Monday, February 20, 2012

A Rushmore Round-Up for President’s Day


GEORGE WASHINGTON

It’s President’s Day.  Liberals ask themselves if their favorite politicians are as great as FDR (despite the tyrannical, racist FDR doing things like putting a young George Takei in a prison camp along with over 100,000 innocents – a move that makes the 171 remaining Gitmo prisoners seized on the battlefield seem like a minor issue in comparison, so spare me your Bush-is-evil, FDR-was-great hypocrisy).  Conservatives ask themselves if their favorite politicians are as great as Reagan (though even Reagan, for all his good points, did not actually succeed in making government smaller). 

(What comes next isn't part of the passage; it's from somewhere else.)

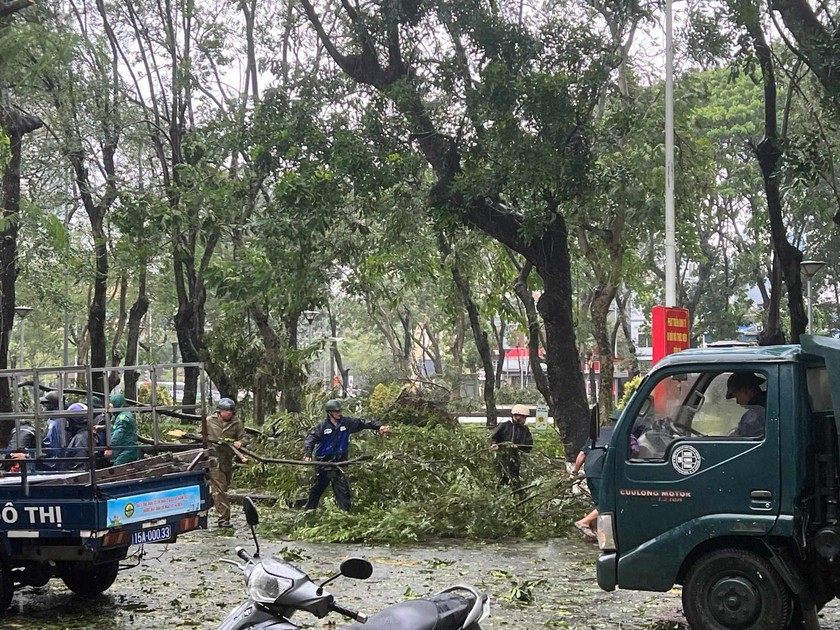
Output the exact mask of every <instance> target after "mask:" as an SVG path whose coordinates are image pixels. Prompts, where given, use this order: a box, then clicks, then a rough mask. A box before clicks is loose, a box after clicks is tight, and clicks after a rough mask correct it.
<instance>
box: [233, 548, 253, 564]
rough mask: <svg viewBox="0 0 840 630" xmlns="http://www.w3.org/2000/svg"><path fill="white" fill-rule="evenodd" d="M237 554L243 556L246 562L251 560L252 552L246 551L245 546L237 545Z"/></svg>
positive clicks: (244, 559) (248, 561) (242, 557)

But if we want to aim a bit higher – if we want our next president to be someone like Washington who is plainly more freedom-loving than power-seeking – we have to vote for Ron Paul.  Or you have to tell me, whether you style yourself a Democrat or a Republican, how you first became a socialist. 

THOMAS JEFFERSON

Want to see Thomas Jefferson and his Founder pals using flying machines that never existed – and weapons based on real eighteenth-century semi-science – to battle such menaces as Hessian werewolves (and New Orleans zombies, just in time for Mardi Gras)?  Check out Paul Taylor’s “teapunk” e-novella The Burr Conspiracies for next to nothing on Amazon.

THEODORE ROOSEVELT

One of many benefits to attending a Phillips Foundation Fellows event on Friday was that I got a copy of a swell Regnery Books volume about TR called Bully! – a title I consider fitting in more ways than one, since TR was a profoundly evil man bent on violence and racist conquest, not to mention co-founder, really (along with Woodrow Wilson), of the centralizing, authoritarian, corporatist impulse called Progressivism that remains the primary source of
our woes, especially in the past five years.  That he is an inspiration to today’s petty authoritarians such as David Brooks only makes the past century of American history that much more tragic. 

But there are fantastic cartoons in the book!  Author Rick Marschall treats them with the respect they deserve as historical texts, something geeks who love both politics and cartoons (like me and the aforementioned Paul Taylor) can appreciate.  Check it out and get Nast-y.  Ha!

Friday, by the way, also took me to Williamsburg (which I always regard as research now, as I prepare the impending Williamsburg bar events) to see the band Blonde Valhalla, who sound from the name as if they should be almost as fascistic/eugenic as TR himself but were in fact very pleasant in the synth-and-hipness way for which Williamsburg has become known (my thanks to fellow Fellow Maura O’Connor for the suggestion).  Things took a bit more of a TR turn, though, when some bearded drunk guy at the bar started accusing me of elbowing him and sounded about ready for a fight. 

I would never deliberately harm anyone, not even a bearded drunk guy (and I’ve known one or two), but he might well have been frightened off if he’d known he was talking to a man who was carrying not one but two copies of Bully! at the time. 

LINCOLN

You keep thinking society is putting racism behind it, and then you see something like that new McDonald’s ad that has nothing but East Asians in it, for no good reason other than that McDonald’s always seems to handle ethnic diversity by putting all the non-whites in one ad each year (as if they reached the end of the business year and then realized “We forgot to put black people in the ads again this year!  Throw something together we can air in Detroit!”).  It beats internment camps, but as a society, we still have some work to do in the subtlety department.

Lionizing the (also authoritarian) Abe Lincoln might, in its roundabout way, help to combat racism, but the upcoming film Abraham Lincoln: Vampire Hunter sure doesn’t look like it’s going to help in the subtlety department.  I’ve still got a dozen geek movies to see this year, so I’m skipping this one. 

Clearly, I should have done that movie about TR’s real-life friendship with Bram Stoker when I first had the idea.  Call me, Hollywood.  (It’s got secret societies and everything – history is nuts.)